In this Q & A, Mr. Stangis will discuss the evolution of the
company's carbon footprint and the challenges of making the business
case for carbon reduction and efficiency improvements.
Sarah Fister Gale: Hi Dave. Tell me a little bit about Intel's efforts to reduce carbon emissions.
Dave Stangis: Our carbon footprint, for the most part, was
made up of two major parts in our operations. One is something called
PFCs or perfluorocarbons.
These are gases that we use in our processes. So they made up about
half of our footprint. The other half was in the energy that we had to
purchase. For a while now our total carbon footprint has been about 4
million tons of CO2, about half PFCs and half energy.

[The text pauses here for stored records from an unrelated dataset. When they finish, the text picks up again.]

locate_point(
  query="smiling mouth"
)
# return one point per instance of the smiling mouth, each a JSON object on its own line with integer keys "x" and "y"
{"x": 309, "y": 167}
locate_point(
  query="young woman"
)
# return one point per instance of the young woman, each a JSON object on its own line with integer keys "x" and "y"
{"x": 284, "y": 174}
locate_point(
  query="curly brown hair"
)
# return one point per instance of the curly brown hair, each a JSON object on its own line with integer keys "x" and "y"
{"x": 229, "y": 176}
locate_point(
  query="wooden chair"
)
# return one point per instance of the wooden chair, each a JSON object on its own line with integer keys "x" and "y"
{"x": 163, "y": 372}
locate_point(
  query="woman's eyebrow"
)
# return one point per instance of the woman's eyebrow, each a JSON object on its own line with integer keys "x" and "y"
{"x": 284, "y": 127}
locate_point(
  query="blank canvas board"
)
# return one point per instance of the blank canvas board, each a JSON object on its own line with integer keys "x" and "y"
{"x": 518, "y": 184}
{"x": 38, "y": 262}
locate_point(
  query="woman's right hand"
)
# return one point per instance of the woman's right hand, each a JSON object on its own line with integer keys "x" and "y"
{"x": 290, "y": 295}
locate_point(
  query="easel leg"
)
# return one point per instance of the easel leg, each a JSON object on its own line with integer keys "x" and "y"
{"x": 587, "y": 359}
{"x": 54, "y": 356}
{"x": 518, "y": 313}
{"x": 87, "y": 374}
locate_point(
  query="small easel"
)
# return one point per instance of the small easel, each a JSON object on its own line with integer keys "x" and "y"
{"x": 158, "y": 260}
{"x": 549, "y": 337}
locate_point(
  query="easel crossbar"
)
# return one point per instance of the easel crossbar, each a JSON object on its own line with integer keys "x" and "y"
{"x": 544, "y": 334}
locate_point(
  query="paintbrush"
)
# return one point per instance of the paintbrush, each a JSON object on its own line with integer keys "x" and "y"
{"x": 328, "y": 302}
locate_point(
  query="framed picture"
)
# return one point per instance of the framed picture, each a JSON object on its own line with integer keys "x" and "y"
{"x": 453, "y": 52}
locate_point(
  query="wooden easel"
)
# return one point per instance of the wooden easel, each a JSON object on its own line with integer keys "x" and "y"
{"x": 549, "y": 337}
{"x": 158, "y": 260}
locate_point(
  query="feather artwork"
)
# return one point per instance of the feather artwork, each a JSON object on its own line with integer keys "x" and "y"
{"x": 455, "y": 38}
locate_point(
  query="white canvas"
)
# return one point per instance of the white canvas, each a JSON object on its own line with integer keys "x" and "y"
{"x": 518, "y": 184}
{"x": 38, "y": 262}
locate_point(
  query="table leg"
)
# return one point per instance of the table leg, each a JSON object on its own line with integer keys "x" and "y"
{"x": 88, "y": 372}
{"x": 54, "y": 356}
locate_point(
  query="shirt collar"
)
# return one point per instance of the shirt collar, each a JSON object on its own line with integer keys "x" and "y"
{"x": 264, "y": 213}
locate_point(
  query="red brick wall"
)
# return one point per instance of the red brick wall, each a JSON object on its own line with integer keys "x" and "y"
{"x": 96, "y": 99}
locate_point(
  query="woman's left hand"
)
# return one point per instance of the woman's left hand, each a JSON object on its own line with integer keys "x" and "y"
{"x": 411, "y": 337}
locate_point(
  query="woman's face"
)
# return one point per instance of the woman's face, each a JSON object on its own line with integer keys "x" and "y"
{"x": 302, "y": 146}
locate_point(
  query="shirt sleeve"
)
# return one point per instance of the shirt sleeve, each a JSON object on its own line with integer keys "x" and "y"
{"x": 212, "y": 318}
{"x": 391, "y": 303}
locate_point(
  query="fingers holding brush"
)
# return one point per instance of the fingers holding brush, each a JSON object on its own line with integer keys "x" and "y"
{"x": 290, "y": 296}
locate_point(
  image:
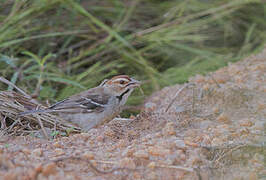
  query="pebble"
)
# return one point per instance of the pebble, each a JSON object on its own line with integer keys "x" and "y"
{"x": 141, "y": 154}
{"x": 88, "y": 155}
{"x": 59, "y": 151}
{"x": 127, "y": 163}
{"x": 158, "y": 151}
{"x": 49, "y": 169}
{"x": 246, "y": 123}
{"x": 169, "y": 129}
{"x": 180, "y": 144}
{"x": 223, "y": 118}
{"x": 37, "y": 152}
{"x": 151, "y": 165}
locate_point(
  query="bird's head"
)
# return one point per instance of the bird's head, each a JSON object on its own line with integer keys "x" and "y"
{"x": 120, "y": 86}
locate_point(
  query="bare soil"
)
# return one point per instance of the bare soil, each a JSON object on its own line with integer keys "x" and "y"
{"x": 213, "y": 129}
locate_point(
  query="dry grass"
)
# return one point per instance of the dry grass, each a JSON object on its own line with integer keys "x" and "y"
{"x": 12, "y": 103}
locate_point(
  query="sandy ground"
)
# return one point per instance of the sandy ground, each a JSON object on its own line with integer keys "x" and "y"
{"x": 213, "y": 129}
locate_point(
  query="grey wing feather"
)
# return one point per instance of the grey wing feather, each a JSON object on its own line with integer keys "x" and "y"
{"x": 84, "y": 103}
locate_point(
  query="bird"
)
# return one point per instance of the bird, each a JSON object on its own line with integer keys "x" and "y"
{"x": 96, "y": 106}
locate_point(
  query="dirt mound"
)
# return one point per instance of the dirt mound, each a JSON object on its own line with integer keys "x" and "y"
{"x": 213, "y": 129}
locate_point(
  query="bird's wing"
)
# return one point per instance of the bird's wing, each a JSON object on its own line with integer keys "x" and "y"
{"x": 83, "y": 102}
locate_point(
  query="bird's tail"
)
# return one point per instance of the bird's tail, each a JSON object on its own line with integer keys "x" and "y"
{"x": 35, "y": 112}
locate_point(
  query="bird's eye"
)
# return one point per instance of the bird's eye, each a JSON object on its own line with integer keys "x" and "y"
{"x": 122, "y": 82}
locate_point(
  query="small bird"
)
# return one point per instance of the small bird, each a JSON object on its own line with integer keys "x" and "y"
{"x": 96, "y": 106}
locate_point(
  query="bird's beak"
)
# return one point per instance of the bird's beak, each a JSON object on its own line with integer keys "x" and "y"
{"x": 135, "y": 82}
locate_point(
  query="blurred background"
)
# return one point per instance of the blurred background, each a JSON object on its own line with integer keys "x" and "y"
{"x": 53, "y": 49}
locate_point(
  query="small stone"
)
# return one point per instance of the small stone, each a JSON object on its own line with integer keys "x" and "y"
{"x": 180, "y": 144}
{"x": 151, "y": 165}
{"x": 206, "y": 87}
{"x": 136, "y": 175}
{"x": 26, "y": 151}
{"x": 127, "y": 163}
{"x": 37, "y": 152}
{"x": 223, "y": 118}
{"x": 158, "y": 151}
{"x": 59, "y": 151}
{"x": 57, "y": 145}
{"x": 152, "y": 176}
{"x": 215, "y": 110}
{"x": 100, "y": 138}
{"x": 169, "y": 129}
{"x": 141, "y": 154}
{"x": 49, "y": 169}
{"x": 189, "y": 143}
{"x": 149, "y": 106}
{"x": 128, "y": 152}
{"x": 253, "y": 176}
{"x": 246, "y": 123}
{"x": 10, "y": 176}
{"x": 88, "y": 155}
{"x": 198, "y": 79}
{"x": 217, "y": 141}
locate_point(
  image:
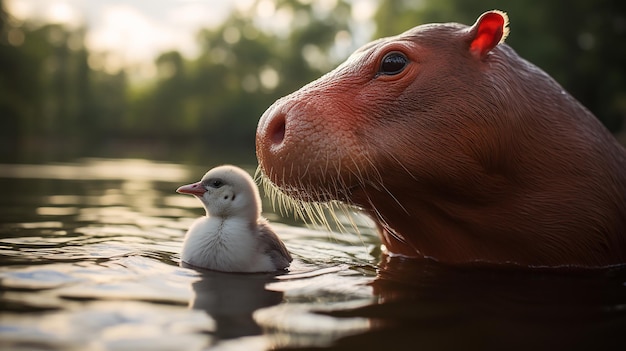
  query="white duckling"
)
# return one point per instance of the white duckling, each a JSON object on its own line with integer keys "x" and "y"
{"x": 232, "y": 237}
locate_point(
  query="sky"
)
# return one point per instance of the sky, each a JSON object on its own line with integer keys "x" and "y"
{"x": 134, "y": 32}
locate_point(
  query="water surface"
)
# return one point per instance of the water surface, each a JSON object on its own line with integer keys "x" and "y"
{"x": 89, "y": 254}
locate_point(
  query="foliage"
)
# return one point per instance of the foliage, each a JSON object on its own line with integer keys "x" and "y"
{"x": 49, "y": 90}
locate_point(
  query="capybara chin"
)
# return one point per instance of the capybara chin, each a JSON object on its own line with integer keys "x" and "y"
{"x": 459, "y": 149}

These PFCs are gases that have a high global warming potential, so
a pound of PFC in the atmosphere has a lot more impact on climate than
a pound of CO2.
So focusing on those would have a multiplier effect. The industry
back in 1998 set up a goal to reduce these PFC emissions over the next
decade or so and we've been working on that. That's what the early
focus was on -- really driving down those PFC emissions. We made some
great strides. We basically designed out those PFCs and designed in
more environmentally-friendly materials.
SFG: Can you give me some examples?
DS: Not with chemical names but basically our process
changed about every 18 months to two years. And we're designing and
we're building those processes in with environmental engineers and
setting goals probably two or three years before that.
So we have a group of environmental engineers sit with our process
designers. They meet every quarter designing the next, and the next,
process. They set goals for water use, carbon emissions, energy use,
and to drive that environmental footprint down.
Then when it gets built into the system it then gets copied
everywhere we go so we might have our first technology that is
proliferated in Oregon, and then as we build those factories around the
world, that built-in, better environmental design gets copied
everywhere. And that's kind of how we've made these strides over the
years.
SFG: Do you benchmark those efforts? Do you have statistics around the impact that they've had?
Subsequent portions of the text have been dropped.